Intel Advisor XE 2013’s workflow panel guides you through the steps to successfully add effective threading to your application. Implementation is delayed until step 5. This lets you use the active code base and continue to release product updates during the design phase (steps 1-4). The Intel Advisor XE product provides man in the loop parallelization. The workflow is shown in Figure 8.

Figure 8: Product Workflow

It is anticipated that Intel Advisor XE will provide an essential modeling element for the development of the S2P+ application, helping to identify parallel patterns in source code, measuring the results of the parallelism, verifying implemented code contains no concurrency issues, and evaluating the performance of the various parallel programming models. Note that the performance analysis results using Intel Advisor XE is based on the hardware platform where the application runs; so higher fidelity is achieved by analyzing the legacy code on a hardware platform similar to what will be deployed.


Figure 9: Intel Advisor XE Suitability Report

2.4.2  Parallel Solutions for Unmanaged Visual Basic

OpenMP is not available for unmanaged applications or components written in Visual Basic (VB). However, VB can access C++ and C based DLLs, so notionally native code products like Intel TBB and Intel Cilk Plus should be available. Neither of these two products provides COM/OLE/ActiveX interfaces for use.

2.4.3  Parallel Solutions for Managed Code (C# and VB.NET)

There is no direct support for OpenMP, TBB, or Intel Cilk Plus in managed code. Instead managed code provides support for adding parallelism and concurrency to applications via the Thread Parallel Library (TPL) [24] and the Parallel LINQ (PLINQ) [25] available only for the .NET framework version 4.0 and greater as shown in the .NET framework stack in Figure 10.

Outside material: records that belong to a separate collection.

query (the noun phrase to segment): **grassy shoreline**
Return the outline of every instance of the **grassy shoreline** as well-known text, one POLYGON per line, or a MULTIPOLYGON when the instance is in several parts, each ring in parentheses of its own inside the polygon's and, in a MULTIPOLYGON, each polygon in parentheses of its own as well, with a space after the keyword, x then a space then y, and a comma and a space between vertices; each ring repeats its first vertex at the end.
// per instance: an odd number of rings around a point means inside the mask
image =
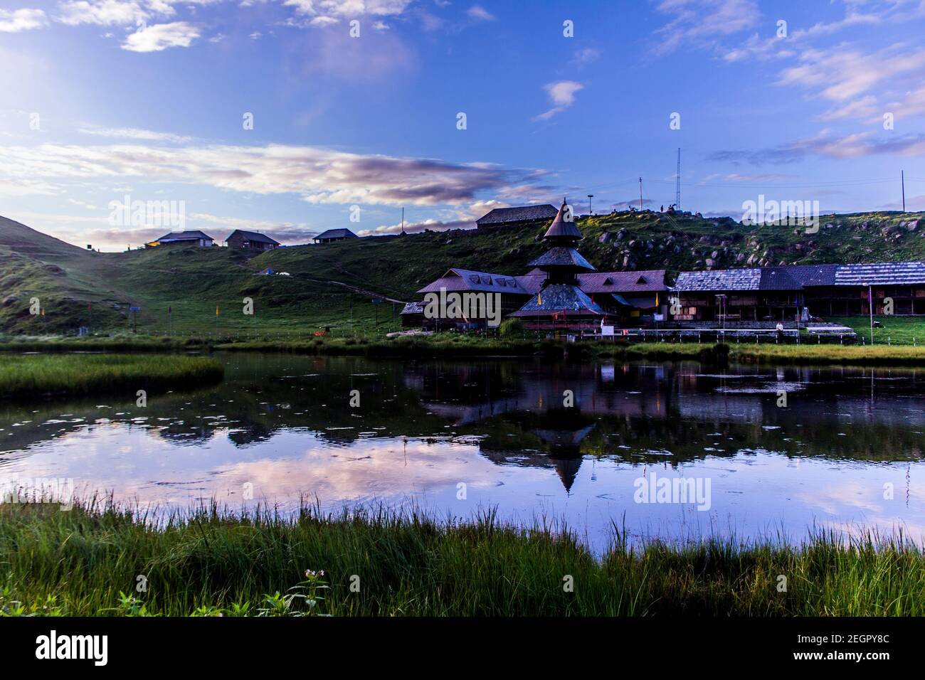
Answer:
POLYGON ((524 358, 542 356, 550 360, 594 361, 705 361, 728 360, 740 364, 925 366, 925 346, 627 342, 498 339, 445 333, 438 336, 410 336, 388 339, 314 338, 297 340, 213 341, 207 339, 169 340, 139 339, 114 340, 59 340, 0 343, 4 352, 131 352, 177 353, 183 351, 288 352, 329 356, 372 358, 524 358))
POLYGON ((901 537, 850 545, 621 543, 602 559, 569 532, 490 513, 437 523, 387 511, 216 507, 157 527, 125 508, 0 505, 6 615, 921 615, 925 554, 901 537), (306 575, 306 570, 315 574, 306 575), (324 571, 324 575, 318 574, 324 571), (780 576, 787 588, 778 588, 780 576), (138 591, 143 576, 147 589, 138 591), (569 578, 571 577, 571 578, 569 578), (563 586, 572 583, 569 591, 563 586), (356 584, 352 589, 352 584, 356 584), (297 587, 304 589, 290 590, 297 587), (290 594, 321 596, 306 606, 290 594), (262 611, 263 610, 263 611, 262 611))
POLYGON ((0 355, 0 399, 163 391, 214 385, 225 367, 215 359, 166 354, 0 355))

Prior to .NET 4.0, it was difficult to develop applications capable of taking full advantage of multi-core microprocessors. It was necessary to launch, control, manage, and synchronize multiple threads using complex structures that were capable of handling some concurrency but not the modern multi-core systems.

Supporting data parallelism, task parallelism, and pipelining, the TPL provides a lightweight framework to enable developers to work with different parallelism scenarios, implementing task-based designs instead of working with heavyweight and complex threads.

The primary purpose of PLINQ is to speed up the execution of LINQ to Objects queries by executing the query delegates in parallel on multi-core computers. PLINQ performs best when the processing of each element in a source collection is independent, with no shared state involved among the individual delegates. To achieve optimum performance in a PLINQ query, the goal is to maximize the parts that are parallel and minimize the parts that require overhead.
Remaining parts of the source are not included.